Richard Lambert Carboneau
Richard Lambert Carboneau was born in Minneapolis, Minnesota, on January 16, 1924, the son of Vincent and Jessie Foote Carboneau. The Carboneau family moved to Avon Township when Richard was a teenager and lived on Longview Street in the Brooklands area. Richard attended Rochester High School and graduated in the class of 1942.
In August 1942, Richard enlisted in the U.S. Army Air Forces. He was trained as a gunner/bombardier aboard the B-17 Flying Fortress and assigned to the 322nd Bomb Squadron, 91st Bombardment Group, based in England. On January 22, 1945, Richard was one of the crew aboard a B-17 nicknamed “Take It Easy,” tasked with bombing oil fields at Sterkrade, Germany. After hitting the assigned target and heading toward home, “Take It Easy” was jumped by German fighters and heavily damaged. The ship’s three gunners were all injured by shrapnel, and shells exploding in the aircraft severed oxygen lines, electrical connections, communications, and damaged all instruments except the magnetic compass. Richard later described the situation for an Army Times reporter:
“Take It Easy” couldn’t have taken much more. Our oxygen was running out, so we let down to a lower altitude. We had to leave the formation, but the navigator did a swell job in getting us home the shortest way, yet avoiding all the dangerous flak areas.
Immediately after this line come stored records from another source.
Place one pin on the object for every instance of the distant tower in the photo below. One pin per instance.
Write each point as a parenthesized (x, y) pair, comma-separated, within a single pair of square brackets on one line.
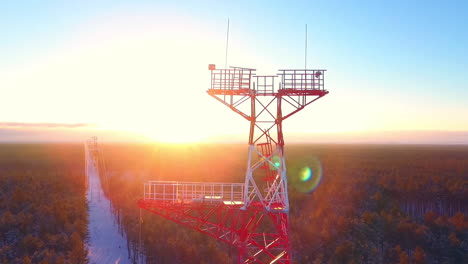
[(252, 216)]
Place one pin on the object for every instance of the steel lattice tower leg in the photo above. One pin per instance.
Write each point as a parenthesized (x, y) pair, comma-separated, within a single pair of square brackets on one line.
[(253, 216)]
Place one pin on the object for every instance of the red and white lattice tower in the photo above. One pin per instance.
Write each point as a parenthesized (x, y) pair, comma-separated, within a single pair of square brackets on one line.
[(252, 216)]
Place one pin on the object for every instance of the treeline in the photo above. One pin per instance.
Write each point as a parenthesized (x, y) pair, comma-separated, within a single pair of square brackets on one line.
[(43, 212), (375, 204)]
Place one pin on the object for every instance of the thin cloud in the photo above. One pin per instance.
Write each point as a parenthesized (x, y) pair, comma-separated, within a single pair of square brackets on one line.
[(43, 125)]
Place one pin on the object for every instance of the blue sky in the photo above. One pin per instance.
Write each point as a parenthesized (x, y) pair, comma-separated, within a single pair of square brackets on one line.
[(392, 65)]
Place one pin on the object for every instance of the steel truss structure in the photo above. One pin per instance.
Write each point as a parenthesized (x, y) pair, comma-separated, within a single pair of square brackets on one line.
[(252, 216)]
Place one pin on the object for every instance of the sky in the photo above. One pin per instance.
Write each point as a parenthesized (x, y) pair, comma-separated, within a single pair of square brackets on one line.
[(138, 69)]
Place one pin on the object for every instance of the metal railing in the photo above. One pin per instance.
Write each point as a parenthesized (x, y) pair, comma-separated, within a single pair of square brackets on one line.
[(190, 192)]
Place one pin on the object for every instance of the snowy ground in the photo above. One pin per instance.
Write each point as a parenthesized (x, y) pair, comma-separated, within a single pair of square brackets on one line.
[(105, 245)]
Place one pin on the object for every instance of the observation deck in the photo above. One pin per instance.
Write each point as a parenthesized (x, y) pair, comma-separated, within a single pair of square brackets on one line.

As the B-17 limped homeward, the crew had to make in-flight repairs in order to land safely. Once on the ground, they learned while inspecting the airplane that an unexploded shell was lodged in one of the bomber’s fuel tanks.
Richard completed a total of 33 successful combat missions aboard the B-17 in the European Theater. He was awarded the Air Medal with four oak leaf clusters.
After the war, Richard settled in California and became a newspaper reporter for the San Rafael Independent Journal.
Richard Lambert Carboneau died at age 69 on December 1, 1993.